A helicopter is ascending vertically with a speed of 5.20m/s. At a height of 125 m above the Earth, a package is dropped from a window. How much time does it take fo the package to reach the ground? [Hint: The package's initial speed equals the helicopter's}
vi= 5.2 m/s
g= -9.8 m/s^2
d=125 m
t= ?
d= vit + gt^2/2
t=5.61s
To find the time it takes for the package to reach the ground, we can use the equations of motion.
First, let's consider the vertical motion of the package. Since the helicopter is ascending vertically with a speed of 5.20 m/s, the initial velocity of the package when it is dropped is also 5.20 m/s.
We know the initial velocity (u) of the package is 5.20 m/s, the final velocity (v) when it reaches the ground is 0 m/s (as it comes to rest), and the distance (s) it travels is 125 m. We want to find the time (t) it takes to reach the ground.
Using the equation of motion for displacement:
s = ut + (1/2)at^2
where
s = displacement (125 m)
u = initial velocity (5.20 m/s)
a = acceleration (acceleration due to gravity, approximately 9.8 m/s^2)
t = time
Plugging in the known values, we get:
125 = (5.20)t + (1/2)(9.8)t^2
Simplifying the equation, we have:
0.5(9.8)t^2 + 5.20t - 125 = 0
This is a quadratic equation in terms of time (t). We can solve it by using the quadratic formula:
t = (-b ± √(b^2 - 4ac)) / 2a
For this equation, a = 0.5(9.8), b = 5.20, and c = -125.
Plugging in these values, we can solve for t using the quadratic formula:
t = (-5.20 ± √(5.20^2 - 4(0.5(9.8))(-125))) / 2(0.5(9.8))

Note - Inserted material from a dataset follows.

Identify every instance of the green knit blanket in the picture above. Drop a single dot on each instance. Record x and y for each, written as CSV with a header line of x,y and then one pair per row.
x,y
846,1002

Simplifying further, we get:
t = (-5.20 ± √(27.04 + 245)) / 9.8
t = (-5.20 ± √(272.04)) / 9.8
t = (-5.20 ± 16.49) / 9.8
Now, we have two possible values for t:
t1 = (-5.20 + 16.49) / 9.8 ≈ 1.14 seconds
t2 = (-5.20 - 16.49) / 9.8 ≈ -2.30 seconds
Since time cannot be negative in this context, we disregard the negative value. Therefore, the time it takes for the package to reach the ground is approximately 1.14 seconds.